It’s funny how events can juxtapose themselves decades later.

On Tuesday, the Chargers announced one of their all-time thoroughbreds, Fred Dean, would be inducted into the franchise’s hall of fame on Oct. 12 during halftime of a game against the New England Patriots at Qualcomm Stadium.

Last Wednesday, the thoroughbreds began running for another season at Del Mar.

The two events made me think of Gene Klein — the late Chargers owner, who later a major figure in thoroughbred horse racing after he had sold the Chargers in 1984 to Alex Spanos.
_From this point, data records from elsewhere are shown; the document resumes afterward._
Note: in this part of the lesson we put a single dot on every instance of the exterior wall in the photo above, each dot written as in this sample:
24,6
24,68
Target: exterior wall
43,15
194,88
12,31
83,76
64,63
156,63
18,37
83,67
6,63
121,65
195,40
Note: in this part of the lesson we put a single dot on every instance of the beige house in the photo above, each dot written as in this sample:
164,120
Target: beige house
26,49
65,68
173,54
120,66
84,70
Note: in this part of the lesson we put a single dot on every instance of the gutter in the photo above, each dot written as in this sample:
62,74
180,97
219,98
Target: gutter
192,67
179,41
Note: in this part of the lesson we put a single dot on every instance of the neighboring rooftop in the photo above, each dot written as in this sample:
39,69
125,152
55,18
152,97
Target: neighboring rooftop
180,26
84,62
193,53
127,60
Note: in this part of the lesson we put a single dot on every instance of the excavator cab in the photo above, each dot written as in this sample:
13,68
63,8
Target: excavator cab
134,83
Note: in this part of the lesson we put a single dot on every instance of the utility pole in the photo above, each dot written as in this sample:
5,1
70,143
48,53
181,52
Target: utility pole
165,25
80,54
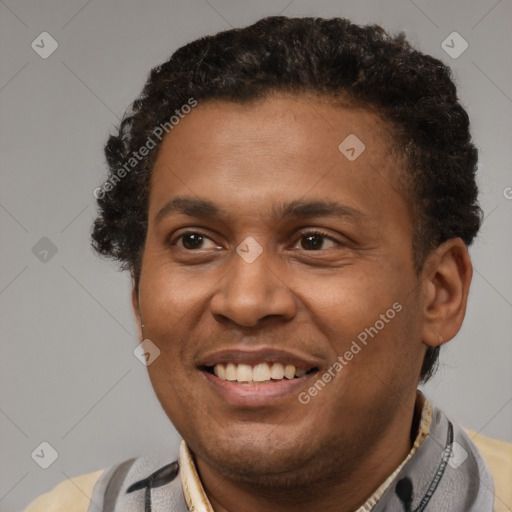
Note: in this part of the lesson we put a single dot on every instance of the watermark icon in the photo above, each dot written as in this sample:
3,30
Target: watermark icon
44,250
249,249
151,142
454,45
356,347
44,45
44,455
456,455
146,352
351,147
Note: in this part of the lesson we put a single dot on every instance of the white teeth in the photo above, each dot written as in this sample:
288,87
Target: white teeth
220,371
231,371
263,372
289,371
277,371
243,373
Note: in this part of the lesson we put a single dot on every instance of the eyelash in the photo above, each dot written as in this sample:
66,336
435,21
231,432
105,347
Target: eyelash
302,234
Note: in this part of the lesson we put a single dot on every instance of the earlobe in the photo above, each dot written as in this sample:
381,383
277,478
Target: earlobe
446,280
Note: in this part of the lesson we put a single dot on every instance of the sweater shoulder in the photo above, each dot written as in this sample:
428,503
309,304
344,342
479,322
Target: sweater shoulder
71,495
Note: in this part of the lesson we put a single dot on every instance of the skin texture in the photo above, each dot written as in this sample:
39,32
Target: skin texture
312,300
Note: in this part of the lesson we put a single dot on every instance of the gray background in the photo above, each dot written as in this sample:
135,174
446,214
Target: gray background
68,373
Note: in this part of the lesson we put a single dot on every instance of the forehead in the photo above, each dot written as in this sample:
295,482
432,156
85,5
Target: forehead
284,146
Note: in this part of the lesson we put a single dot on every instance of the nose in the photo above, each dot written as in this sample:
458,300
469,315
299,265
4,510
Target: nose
250,292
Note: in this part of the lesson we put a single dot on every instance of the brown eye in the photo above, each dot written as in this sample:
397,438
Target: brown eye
314,241
192,240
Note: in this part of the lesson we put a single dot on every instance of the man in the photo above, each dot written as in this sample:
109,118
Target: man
294,201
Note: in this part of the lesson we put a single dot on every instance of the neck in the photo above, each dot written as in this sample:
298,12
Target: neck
342,490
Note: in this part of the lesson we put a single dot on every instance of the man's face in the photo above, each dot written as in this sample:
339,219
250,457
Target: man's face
249,285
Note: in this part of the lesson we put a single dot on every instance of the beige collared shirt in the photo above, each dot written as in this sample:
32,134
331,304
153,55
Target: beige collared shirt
197,501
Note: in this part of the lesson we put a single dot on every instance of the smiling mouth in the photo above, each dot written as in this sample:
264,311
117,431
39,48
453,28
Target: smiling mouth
262,373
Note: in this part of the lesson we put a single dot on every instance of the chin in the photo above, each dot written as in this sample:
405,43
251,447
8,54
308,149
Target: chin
260,458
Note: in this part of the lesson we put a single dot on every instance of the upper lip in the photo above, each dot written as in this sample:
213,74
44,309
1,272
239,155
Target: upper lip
258,355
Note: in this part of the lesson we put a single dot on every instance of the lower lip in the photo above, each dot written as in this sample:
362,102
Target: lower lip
257,395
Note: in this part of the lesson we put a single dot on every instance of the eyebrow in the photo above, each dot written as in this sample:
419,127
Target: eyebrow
203,208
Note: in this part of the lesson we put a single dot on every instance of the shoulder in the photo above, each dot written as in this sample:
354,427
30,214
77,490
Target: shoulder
122,485
71,495
498,455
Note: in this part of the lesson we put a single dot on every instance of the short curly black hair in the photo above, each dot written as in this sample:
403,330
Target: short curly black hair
412,92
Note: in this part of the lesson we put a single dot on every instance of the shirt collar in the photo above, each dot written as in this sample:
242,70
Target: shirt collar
196,498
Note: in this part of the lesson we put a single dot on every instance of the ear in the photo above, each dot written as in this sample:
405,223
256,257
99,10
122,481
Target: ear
136,311
446,279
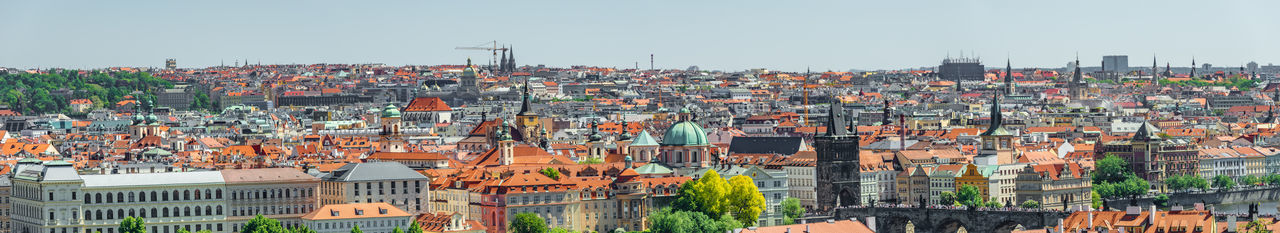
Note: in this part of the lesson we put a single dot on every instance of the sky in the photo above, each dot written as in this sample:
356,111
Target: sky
740,35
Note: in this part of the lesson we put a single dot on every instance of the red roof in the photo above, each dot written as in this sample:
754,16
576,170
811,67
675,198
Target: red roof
428,104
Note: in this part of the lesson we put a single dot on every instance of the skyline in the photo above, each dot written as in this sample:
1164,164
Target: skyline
714,36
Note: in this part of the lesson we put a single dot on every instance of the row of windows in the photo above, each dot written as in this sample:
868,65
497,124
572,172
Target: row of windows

If Klein didn’t get locked into a stubborn contract dispute with Dean, prompting the owner to virtually give his star player away in a 1981 trade with the San Francisco 49ers (a second-round pick and the right to swap first-round picks), maybe the Chargers would have finally won that elusive Super Bowl that escaped them during a run of four straight playoff trips from 1979 to 1982.

Klein would be remembered as a Super Bowl champion first and a horse owner second.

Dean was the key to the Chargers’ fearsome pass rush in the 1979 and 1980 seasons, but it was with the 49ers under the late Bill Walsh that he established his credentials to be inducted into the Pro Football Hall of Fame Class of 2009 on Aug. 2 in Canton, Ohio.

It wasn’t the first time the Klein gave away a player in a contract dispute. Remember when John Jefferson was sent to the Green Bay Packers?

Yes, I know, the Chargers replaced Jefferson by stealing Wes Chandler from the New Orleans Saints. But Jefferson was such a popular figure in San Diego — it took some time for the franchise to recover after losing him. Jefferson might have ended up in the Hall of Fame — like his teammate, Charlie Joiner — if he had remained in the Air Coryell offense.

Dean was the kind of player off the field that needed direction in his life. He gained stability with the 49ers and ended up helping the franchise win two Super Bowls in the 1981 and 1984 seasons.

Dean didn’t need a stubborn owner that wasn’t going to budge. Jim Lazlavic, a Chargers player at the time and now a Channel 7 sportscaster, described it as the Chargers’ biggest mistake when he asked Dean about it Tuesday at his hall of fame announcement.

Klein later earned the respect of sportswriters for his snappy quotes, once saying that he liked horse racing better than owning a football team because the horses don’t ask to renegotiate.

But he never explained how he ripped apart key pieces from the Chargers so that he could continue to pay the equivalent of a bale of hay.

It’s sad to think back on what might have been as the thoroughbreds run at Del Mar the next few weeks and the Chargers prepare to open training camp for the 2009 season.